Donnerstagnachmittag, 15.30 Uhr, und in der Grundschule am Bauhausplatz in Schwabing wuseln Kinder auf den Etagen herum. Im ersten Stock malen Erstklässlerinnen Menschen, Giraffen und Hunde aus Vierecken und Dreiecken in ihre Mathehefte, im zweiten Stock bietet das Team des kooperativen Ganztags Lern- und Übungszeit oder Nähen an. Anders als der gebundene Ganztag mit festgelegten Schul- und Betreuungszeiten erlaubt der kooperative Ganztag flexiblere Nachmittage. Beides gibt es hier an der Grundschule, manche Kinder bleiben bis 18 Uhr. Der kooperative Ganztag ist auch der Grund, warum eine Gruppe von Politikerinnen und -politikern um Staatssekretärin Ekin Deligöz (Grüne) aus dem Bundesfamilienministerium an diesem Nachmittag zu Besuch gekommen ist.
In der Grundschule am Bauhausplatz funktioniert der Ganztag bereits, von 2026 an muss er dann an allen Grundschulen funktionieren: Denn dann tritt schrittweise der Rechtsanspruch auf eine Ganztagsbetreuung in Kraft. Zunächst gilt er für Erstklässlerinnen und Erstklässler, mit Beginn des Schuljahrs 2029/2030 dann für alle Grundschulklassen. Um den Betreuungsbedarf zu decken, braucht es allein in München rund 1400 zusätzliche Fach- und Ergänzungskräfte, zum Beispiel Erzieherinnen und Kinderpflegerinnen. "Da brauchen wir die finanzielle Unterstützung des Freistaats, zum Beispiel beim Assistenzkraftprogramm für Kinderpfleger", sagt Stadtschulrat Florian Kraus (Grüne).

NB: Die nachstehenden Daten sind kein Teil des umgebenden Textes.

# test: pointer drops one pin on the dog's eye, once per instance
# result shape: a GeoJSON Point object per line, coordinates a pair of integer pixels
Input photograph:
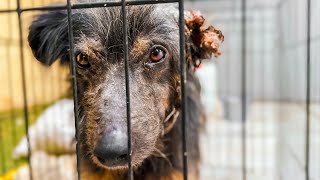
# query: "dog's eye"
{"type": "Point", "coordinates": [82, 60]}
{"type": "Point", "coordinates": [157, 54]}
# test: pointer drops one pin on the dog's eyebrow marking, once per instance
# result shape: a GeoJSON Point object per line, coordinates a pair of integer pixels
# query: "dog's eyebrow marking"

Außerdem brauche es Räume für den Ganztag und Mensen. Bei den neuen Schulen wird das mitgedacht; eine große Herausforderung sei es, den kooperativen Ganztag in den Bestandsschulen unterzubringen. Dafür müsse man sich jede einzelne Grundschule ansehen und eine Lösung finden. "Der kooperative Ganztag ist für uns das Mittel, mit dem wir den Rechtsanspruch sicherstellen wollen", sagt Kraus. Im Referat für Bildung und Sport gehen sie davon aus, dass 90 Prozent der Eltern eine Ganztagsbetreuung in Anspruch nehmen werden.
Schulleiterin Michaela Fellner und Elke Lang, die den kooperativen Ganztag leitet, erklären der Besuchergruppe das Lernhauskonzept, erläutern, wie Eltern die Betreuungszeiten für ihre Kinder an dieser Schule am Schuljahresanfang flexibel buchen können, auch für die Ferien. Sie erzählen, wie Lernen im Dialog funktioniert und was die Tische und Stühle im Klassenzimmer damit zu tun haben. "Das Mobiliar macht Partnerarbeit möglich, ohne Lernzeit zu verschwenden", sagt Michaela Fellner.
Die Grundschule am Bauhausplatz gibt es seit 2017, hier lernen 560 Schülerinnen und Schüler, rund 390 Kinder besuchen den kooperativen Ganztag nach Schulschluss. Sie kommen und gehen zu ganz unterschiedlichen Uhrzeiten, erklärt Elke Lang. Feste Gruppen gibt es nicht, das Team macht verschiedene Angebote - "und die Kinder suchen sich ihren Platz".
Wünsche an die Politik haben sie auch. Mehr Zeit für Besprechungen, sagen Fellner und Lang, auch für Lehrer und Erzieher. Differenzierungsräume auf Rollen, zum Beispiel für hörgeschädigte Kinder, für Kinder mit ADHS, für Kinder eben, die zwar mittendrin sein, aber geschützt werden sollen. Und mehr Fachkräfte - auch in der Küche. Denn an dieser Schule essen 500 Kinder zu Mittag. In der Küche arbeite aber nur eine Fachkraft.